BobK I also re-tested with the GRO disabled, here are my results: External machine to Guest (where the issue existed): [root@sandyone ~]# netperf -4 -H 22.16.1.5 -l 60 -- -m 1024 MIGRATED TCP STREAM TEST from 0.0.0.0 (0.0.0.0) port 0 AF_INET to 22.16.1.5 () port 0 AF_INET : demo Recv Send Send Socket Socket Message Elapsed Size Size Size Time Throughput bytes bytes bytes secs. 10^6bits/sec 87380 16384 1024 60.01 2405.41 [root@sandyone ~]# Guest to external machine: -bash-4.1# netperf -4 -H 22.16.1.9 -l 60 -- -m 1024 MIGRATED TCP STREAM TEST from 0.0.0.0 (0.0.0.0) port 0 AF_INET to 22.16.1.9 () port 0 AF_INET : demo Recv Send Send Socket Socket Message Elapsed Size Size Size Time Throughput bytes bytes bytes secs. 10^6bits/sec 87380 16384 1024 60.01 3423.49 -bash-4.1#
Thanks Joe. Still not quite symmetric, but much better. Looks like the outbound bandwidth improved a bit too, but not sure if this is significant. Disabling GRO everywhere (not just the network node) might provide further improvement. Not sure if there are any disadvantages to this. Concluding that this is a kernel bug, and we need to document disabling GRO when using GRE with OpenStack until it is fixed.
Adding a documentation flag and leaving this bug on Neutron to capture and document the issue. Bob, did you report the relevant bug on the kernel?

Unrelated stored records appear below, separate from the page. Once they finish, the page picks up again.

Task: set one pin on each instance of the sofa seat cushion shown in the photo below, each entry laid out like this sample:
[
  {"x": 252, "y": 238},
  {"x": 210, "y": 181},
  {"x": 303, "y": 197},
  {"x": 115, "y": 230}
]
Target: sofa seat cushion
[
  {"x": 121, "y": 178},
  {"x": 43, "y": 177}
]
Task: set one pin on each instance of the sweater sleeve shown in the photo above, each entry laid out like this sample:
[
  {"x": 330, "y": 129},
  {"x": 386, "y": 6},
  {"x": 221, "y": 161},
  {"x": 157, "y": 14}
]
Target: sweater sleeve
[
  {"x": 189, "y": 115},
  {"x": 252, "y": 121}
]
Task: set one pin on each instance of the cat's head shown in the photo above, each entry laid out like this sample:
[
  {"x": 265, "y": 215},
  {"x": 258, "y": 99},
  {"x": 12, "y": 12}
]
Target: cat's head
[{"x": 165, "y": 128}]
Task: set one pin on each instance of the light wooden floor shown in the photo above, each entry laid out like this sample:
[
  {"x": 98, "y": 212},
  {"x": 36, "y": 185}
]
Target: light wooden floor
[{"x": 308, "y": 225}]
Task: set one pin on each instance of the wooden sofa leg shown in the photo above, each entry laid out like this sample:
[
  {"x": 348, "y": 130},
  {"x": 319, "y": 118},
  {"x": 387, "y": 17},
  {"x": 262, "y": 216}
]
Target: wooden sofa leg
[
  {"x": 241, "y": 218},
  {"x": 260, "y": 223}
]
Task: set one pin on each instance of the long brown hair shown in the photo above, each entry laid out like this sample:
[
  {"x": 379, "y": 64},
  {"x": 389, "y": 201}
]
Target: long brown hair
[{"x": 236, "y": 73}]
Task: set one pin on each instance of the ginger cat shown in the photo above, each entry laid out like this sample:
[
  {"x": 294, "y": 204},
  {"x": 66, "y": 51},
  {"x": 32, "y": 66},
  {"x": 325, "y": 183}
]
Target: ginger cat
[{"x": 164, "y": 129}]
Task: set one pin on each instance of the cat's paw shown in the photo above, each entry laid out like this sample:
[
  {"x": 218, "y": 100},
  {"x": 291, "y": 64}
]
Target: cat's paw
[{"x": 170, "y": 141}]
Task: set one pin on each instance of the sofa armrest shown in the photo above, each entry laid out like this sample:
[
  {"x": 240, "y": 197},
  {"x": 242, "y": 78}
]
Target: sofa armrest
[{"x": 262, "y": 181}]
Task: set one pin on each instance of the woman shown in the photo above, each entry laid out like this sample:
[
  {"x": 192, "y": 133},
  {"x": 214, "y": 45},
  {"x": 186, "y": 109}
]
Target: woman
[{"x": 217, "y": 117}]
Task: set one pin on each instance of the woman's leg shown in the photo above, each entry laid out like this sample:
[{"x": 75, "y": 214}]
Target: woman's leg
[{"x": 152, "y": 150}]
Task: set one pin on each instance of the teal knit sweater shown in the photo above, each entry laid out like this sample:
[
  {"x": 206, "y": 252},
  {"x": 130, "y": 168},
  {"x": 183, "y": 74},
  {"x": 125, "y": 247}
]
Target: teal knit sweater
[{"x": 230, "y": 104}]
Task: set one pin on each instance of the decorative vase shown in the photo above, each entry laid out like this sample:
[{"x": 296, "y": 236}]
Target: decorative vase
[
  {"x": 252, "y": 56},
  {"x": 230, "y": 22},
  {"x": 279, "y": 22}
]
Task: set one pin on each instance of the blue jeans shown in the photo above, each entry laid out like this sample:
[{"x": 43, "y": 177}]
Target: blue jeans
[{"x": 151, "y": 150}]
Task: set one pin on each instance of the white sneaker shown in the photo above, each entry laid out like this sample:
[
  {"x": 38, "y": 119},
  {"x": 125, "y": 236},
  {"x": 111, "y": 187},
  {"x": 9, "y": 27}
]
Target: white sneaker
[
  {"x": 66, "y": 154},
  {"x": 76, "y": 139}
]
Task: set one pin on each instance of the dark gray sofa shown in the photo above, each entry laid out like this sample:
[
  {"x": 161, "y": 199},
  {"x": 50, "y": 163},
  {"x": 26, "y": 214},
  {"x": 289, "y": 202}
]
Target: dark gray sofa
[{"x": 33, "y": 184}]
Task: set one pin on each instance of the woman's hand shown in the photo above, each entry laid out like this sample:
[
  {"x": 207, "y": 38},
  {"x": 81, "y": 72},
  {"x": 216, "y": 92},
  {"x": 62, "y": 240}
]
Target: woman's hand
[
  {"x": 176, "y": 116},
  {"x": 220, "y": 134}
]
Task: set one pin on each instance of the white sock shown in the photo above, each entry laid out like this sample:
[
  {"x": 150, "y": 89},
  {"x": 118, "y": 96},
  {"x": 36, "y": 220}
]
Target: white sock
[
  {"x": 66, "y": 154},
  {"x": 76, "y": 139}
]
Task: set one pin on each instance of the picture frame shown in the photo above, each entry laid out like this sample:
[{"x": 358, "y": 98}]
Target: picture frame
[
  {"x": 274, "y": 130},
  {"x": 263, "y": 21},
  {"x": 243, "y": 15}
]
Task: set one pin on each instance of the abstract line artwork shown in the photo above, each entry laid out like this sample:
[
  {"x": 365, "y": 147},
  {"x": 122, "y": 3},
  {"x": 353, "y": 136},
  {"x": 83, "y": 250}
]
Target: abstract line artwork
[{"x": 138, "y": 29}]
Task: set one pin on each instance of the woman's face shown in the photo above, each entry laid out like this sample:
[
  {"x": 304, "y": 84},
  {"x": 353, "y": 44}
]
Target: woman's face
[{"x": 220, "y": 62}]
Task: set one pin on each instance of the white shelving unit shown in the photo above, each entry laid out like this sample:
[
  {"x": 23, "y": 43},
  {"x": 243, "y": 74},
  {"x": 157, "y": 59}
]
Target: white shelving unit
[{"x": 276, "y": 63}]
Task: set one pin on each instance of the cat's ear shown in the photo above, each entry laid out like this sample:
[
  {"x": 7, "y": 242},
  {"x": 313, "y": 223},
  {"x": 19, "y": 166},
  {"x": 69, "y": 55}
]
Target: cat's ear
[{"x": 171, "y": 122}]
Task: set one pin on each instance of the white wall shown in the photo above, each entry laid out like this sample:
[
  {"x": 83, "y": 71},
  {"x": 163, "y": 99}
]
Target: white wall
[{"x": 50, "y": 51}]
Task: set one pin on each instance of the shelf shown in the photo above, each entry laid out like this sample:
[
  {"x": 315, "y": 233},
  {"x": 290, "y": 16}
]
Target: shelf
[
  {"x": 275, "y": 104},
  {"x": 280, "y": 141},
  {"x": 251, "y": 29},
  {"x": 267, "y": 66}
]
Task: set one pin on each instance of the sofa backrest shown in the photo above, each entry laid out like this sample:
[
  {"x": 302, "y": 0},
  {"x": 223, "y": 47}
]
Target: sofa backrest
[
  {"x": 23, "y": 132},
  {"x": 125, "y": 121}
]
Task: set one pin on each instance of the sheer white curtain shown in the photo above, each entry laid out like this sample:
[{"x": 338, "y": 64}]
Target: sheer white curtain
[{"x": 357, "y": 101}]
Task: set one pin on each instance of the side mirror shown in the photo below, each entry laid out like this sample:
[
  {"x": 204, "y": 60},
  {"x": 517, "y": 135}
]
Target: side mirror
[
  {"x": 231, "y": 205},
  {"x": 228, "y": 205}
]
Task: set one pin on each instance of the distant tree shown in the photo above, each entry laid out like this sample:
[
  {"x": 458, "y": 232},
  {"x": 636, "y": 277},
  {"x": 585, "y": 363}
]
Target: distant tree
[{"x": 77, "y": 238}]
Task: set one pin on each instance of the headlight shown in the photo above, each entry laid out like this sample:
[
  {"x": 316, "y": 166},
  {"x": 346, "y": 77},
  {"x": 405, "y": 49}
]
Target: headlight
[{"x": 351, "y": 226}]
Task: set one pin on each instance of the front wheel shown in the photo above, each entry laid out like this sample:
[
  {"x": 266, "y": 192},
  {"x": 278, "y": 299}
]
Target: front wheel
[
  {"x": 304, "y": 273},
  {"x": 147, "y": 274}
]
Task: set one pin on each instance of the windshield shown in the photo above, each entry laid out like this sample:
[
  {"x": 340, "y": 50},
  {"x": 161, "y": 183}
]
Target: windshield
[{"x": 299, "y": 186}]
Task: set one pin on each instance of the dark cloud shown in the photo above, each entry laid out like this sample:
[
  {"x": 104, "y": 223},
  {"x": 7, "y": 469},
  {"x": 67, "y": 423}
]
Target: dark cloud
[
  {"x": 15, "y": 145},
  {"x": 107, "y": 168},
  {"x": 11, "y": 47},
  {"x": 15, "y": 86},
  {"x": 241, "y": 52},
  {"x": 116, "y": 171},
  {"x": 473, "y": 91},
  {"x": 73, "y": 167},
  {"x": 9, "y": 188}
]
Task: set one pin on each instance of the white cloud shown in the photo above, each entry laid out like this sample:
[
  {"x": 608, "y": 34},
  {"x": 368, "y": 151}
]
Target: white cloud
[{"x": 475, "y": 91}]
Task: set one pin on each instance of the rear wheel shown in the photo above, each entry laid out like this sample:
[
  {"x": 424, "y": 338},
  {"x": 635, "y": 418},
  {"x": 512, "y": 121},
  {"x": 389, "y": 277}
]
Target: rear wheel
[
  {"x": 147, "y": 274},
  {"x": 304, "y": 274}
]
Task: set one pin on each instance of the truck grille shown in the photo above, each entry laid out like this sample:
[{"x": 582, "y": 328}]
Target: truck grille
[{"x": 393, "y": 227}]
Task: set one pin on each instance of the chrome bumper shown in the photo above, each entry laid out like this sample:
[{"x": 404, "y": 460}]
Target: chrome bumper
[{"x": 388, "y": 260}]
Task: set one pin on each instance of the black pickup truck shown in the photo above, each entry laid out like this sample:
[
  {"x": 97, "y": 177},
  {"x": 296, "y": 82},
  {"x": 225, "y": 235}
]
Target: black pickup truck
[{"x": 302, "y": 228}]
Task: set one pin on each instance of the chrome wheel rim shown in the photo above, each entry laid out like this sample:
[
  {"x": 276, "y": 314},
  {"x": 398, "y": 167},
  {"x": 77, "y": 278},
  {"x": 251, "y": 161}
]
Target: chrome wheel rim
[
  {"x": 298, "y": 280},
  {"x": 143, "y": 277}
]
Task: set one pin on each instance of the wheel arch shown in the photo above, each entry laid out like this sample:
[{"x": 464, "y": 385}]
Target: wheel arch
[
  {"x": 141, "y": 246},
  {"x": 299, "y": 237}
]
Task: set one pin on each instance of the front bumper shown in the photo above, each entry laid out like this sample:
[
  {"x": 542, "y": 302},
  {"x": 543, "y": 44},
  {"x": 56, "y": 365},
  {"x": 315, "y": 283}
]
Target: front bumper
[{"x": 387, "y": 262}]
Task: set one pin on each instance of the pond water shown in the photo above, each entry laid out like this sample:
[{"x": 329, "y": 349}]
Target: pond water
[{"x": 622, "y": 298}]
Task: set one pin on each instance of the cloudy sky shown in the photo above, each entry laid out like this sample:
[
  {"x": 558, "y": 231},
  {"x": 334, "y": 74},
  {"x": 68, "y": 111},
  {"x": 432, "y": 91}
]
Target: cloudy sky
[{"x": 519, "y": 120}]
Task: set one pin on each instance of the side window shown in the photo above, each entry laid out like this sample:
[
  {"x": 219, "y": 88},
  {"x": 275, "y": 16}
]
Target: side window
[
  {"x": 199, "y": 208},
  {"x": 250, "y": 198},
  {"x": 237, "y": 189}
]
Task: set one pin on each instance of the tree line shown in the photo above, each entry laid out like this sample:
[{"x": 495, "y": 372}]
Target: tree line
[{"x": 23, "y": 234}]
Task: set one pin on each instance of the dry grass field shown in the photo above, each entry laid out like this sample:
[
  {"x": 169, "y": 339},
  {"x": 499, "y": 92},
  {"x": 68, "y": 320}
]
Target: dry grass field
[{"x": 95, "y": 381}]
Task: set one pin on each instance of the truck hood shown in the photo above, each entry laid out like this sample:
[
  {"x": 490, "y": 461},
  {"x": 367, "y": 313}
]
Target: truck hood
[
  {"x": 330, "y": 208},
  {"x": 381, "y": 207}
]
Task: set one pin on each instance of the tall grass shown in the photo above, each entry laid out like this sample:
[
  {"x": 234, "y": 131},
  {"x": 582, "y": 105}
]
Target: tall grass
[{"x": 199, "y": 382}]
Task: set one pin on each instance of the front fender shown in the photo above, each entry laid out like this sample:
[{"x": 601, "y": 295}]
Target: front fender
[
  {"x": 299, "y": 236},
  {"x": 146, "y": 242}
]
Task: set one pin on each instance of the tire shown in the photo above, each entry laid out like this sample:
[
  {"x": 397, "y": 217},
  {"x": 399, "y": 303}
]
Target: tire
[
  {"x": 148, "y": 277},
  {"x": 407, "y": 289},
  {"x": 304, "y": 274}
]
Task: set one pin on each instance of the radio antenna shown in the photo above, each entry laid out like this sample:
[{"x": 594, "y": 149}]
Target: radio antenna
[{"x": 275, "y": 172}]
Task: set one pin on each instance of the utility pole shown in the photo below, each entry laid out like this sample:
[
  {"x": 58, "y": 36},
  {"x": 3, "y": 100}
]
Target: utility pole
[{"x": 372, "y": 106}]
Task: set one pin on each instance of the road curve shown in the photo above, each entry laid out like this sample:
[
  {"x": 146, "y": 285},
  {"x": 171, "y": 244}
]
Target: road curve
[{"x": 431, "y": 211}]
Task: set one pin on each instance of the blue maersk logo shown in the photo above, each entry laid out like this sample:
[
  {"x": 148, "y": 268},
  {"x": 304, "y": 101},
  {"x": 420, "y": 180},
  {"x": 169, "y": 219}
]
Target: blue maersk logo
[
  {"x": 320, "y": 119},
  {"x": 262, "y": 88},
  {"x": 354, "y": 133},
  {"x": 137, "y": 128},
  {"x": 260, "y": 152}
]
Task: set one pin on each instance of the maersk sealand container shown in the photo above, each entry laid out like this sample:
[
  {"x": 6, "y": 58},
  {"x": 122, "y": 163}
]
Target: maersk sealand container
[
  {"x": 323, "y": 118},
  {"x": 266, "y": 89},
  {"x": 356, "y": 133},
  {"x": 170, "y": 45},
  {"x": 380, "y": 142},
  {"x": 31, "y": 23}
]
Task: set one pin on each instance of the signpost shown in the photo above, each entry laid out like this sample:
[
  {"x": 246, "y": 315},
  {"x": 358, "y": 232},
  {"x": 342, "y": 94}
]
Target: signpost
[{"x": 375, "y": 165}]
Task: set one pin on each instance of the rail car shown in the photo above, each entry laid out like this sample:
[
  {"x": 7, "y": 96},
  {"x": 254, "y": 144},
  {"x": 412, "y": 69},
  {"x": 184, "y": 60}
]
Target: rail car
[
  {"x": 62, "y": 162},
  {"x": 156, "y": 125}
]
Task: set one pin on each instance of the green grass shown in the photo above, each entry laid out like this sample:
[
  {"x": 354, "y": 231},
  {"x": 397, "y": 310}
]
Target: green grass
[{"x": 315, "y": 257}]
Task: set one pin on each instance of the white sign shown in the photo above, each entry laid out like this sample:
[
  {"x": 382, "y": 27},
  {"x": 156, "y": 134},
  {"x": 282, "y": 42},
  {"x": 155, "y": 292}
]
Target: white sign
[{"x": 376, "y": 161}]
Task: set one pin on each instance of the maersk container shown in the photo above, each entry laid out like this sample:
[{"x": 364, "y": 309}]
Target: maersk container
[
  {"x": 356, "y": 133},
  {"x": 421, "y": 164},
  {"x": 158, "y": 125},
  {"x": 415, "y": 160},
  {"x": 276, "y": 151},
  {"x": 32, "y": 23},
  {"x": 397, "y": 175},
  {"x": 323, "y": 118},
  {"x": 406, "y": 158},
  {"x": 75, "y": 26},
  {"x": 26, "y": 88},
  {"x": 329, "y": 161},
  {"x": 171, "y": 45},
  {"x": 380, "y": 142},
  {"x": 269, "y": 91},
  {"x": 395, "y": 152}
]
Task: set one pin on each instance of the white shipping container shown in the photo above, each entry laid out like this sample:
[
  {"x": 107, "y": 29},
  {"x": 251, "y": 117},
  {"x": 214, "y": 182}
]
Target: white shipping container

NEEDINFO Bob Kukura Could you please supply a command (or reference to explanatory text) in the Doc Text's workaraound, to show the user how to disable GRO offloading on the network node? Thanks
I've cloned this as BZ 1042507 against the kernel. Livnat, shouldn't we keep this open to track eventually verifying the kernel fix with OpenStack? I've updated the wording of the doc text slightly, and added the command to disable GRO.
This has been reproduced using both provider external networks and bridge-based (br-ex) external networks.
Updated doc text workaround to persistently turn off GRO by adding: ETHTOOL_OPTS="-K ethX gro off" to /etc/sysconfig/network-scripts/ifcfg-ethX.
(In reply to Bob Kukura from comment #9) > I've cloned this as BZ 1042507 against the kernel. > > Livnat, shouldn't we keep this open to track eventually verifying the kernel > fix with OpenStack? > I don't think we need to, I added a comment on the Kernel bug to ask Joe or Ofer to verify also in the context of Neutron.